Culture

Tendance : l’épopée des musiques jetables

Des « chansons » sans consistance sont à la mode. Elles ne durent que le temps d’une rose, mais c’est déjà assez pour faire tache sur un label camerounais mondialement réputé. Echantillon.

Soyons honnêtes. La technologie ne nous a pas fait que du bien. Pauvres de nous, qui avons cru qu’il suffisait désormais d’un clic pour devenir ce qu’on voulait. Journaliste, photographe, ingénieur… musicien ! En tout cas, voilà ce qu’on a fait croire à un certain « grand Barack », un individu sorti de l’anonymat il y a quelques mois, grâce à une vidéo rapidement devenue virale sur les réseaux sociaux. Une diatribe contre les coupures d’électricité. Et voilà un homme apparemment désœuvré qui est propulsé au-devant de la scène. Parce qu’il a suscité l’intérêt des médias. Et ensuite parce qu’un bienfaiteur a visiblement décidé de lui venir en aide. On aurait pu lui payer un fonds de commerce, par exemple pour vendre honnêtement des bananes ou développer son atelier de soudure à Elig-Mfomo. Mais le mécène en question s’est mis en tête qu’on pouvait en faire un musicien. Pas moins. Et puis quoi ? Nyangono du Sud fait bien le buzz depuis deux ans avec ce que les puristes comparent à des bruits de casserole, non ? 
Et voici donc le « grand Barack » de retour depuis quelques semaines sur les réseaux sociaux, avec un clip vidéo, premier résultat de sa nouvelle vie. Quelqu’un a abusé de la boîte à rythmes, comme on le voit de plus en plus dans les « studios » d’enregistrement de chez nous. Ça donne ce qu’on appelle abusivement une « chanson ». Un tissu de trivialités intitulé « Goûter ça ». Un texte d’une pauvreté affligeante combiné à un intempestif bruit de batterie artificielle, comme seuls les ordinateurs et synthétiseurs d’aujourd’hui savent en produire. Et hop ! Le « grand Barack » est transformé en musicien à succès, déguisé en star pour les besoins de la vidéo, où l’on sent bien que l’homme d’environ 70 ans, prend allégrement sa revanche sur l’anonymat.  Le voilà en « tournée » à Dubaï, pris en photo dans un avion. Le rêve, quoi. Le pire, c’est que des gens vont apprécier ça (plus de 600.000 vues sur YouTube quand même !) Comme quoi, il faut de tout pour faire un monde. 
Tant mieux donc pour le « grand Barack », Nyangono du Sud et tous les autres spécimens du genre. On les classera un jour comme « artistes musiciens camerounais ». Le même Cameroun qui a produit Manu Dibango, Richard Bona, André Manga, Ben Decca, Ekambi Brillant, Toto Guillaume, Georges Seba, Nkodo Si Tony, Charlotte Dipanda, Locko ou Salatiel ! D’accord, ils sont tous Camerounais.

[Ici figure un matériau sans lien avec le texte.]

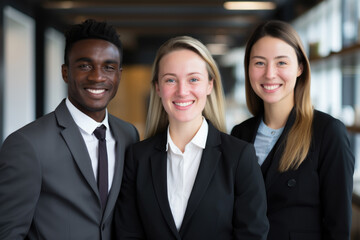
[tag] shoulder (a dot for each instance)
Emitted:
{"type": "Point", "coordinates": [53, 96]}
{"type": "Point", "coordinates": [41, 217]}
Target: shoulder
{"type": "Point", "coordinates": [246, 128]}
{"type": "Point", "coordinates": [234, 147]}
{"type": "Point", "coordinates": [125, 127]}
{"type": "Point", "coordinates": [326, 124]}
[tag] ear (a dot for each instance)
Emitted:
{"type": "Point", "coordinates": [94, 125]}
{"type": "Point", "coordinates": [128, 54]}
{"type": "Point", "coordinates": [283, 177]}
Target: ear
{"type": "Point", "coordinates": [157, 88]}
{"type": "Point", "coordinates": [64, 72]}
{"type": "Point", "coordinates": [210, 86]}
{"type": "Point", "coordinates": [120, 74]}
{"type": "Point", "coordinates": [300, 69]}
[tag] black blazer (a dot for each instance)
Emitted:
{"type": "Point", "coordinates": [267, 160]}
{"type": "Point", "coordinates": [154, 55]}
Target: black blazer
{"type": "Point", "coordinates": [227, 200]}
{"type": "Point", "coordinates": [314, 201]}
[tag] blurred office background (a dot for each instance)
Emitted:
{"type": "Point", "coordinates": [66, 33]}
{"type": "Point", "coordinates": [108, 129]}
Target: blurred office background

Mais de là à mettre dans la même liste Manu Dibango et ce fameux « Barack », il y a un énorme fossé que la décence nous interdit de franchir.  
Ce type de profil représente malheureusement l’un des visages les plus marquants de ce qu’on désigne aujourd’hui par « musique camerounaise ». Les uns étaient ou sont déjà doués, mais ont pris le temps d’apprendre, de se former dans les groupes scolaires, les cabarets, sont même allés jusqu’au conservatoire pour certains. Les autres ont la vie plus facile. Un « arrangeur » qui sait jouer de son ordinateur » et le tour est joué. Pour les textes, pas de souci : le langage populaire offre aussi quelques facilités. L’avantage, c’est que le public des quartiers, de WhatsApp et de Facebook s’y retrouve. L’inconvénient, c’est que ça nous abrutit sans que l’on s’en aperçoive. « Le plantain, avec le pistache… Ton piment coûte combien ? », extraits de la dernière trouvaille de Nyangono du Sud, nous en donnent une illustration parfaite. 
C’est clair, nous ne pouvons pas dire qu’aujourd’hui en tant que mélomanes, nous sommes particulièrement gâtés par la production musicale. Mais c’est à chacun de choisir. Avaler ou rejeter ça ! Avaler, c’est considérer que le public doit prendre tout ce qu’on lui sert. Rejeter, c’est avoir l’honnêteté de dire par exemple au grand Barack qu’on ne savait pas que « c’est comme ça qu’il allait faire ». Et que, à cause de cela, « nos oreilles souffrent ». C’est une question d’hygiène intellectuelle, voire de santé publique.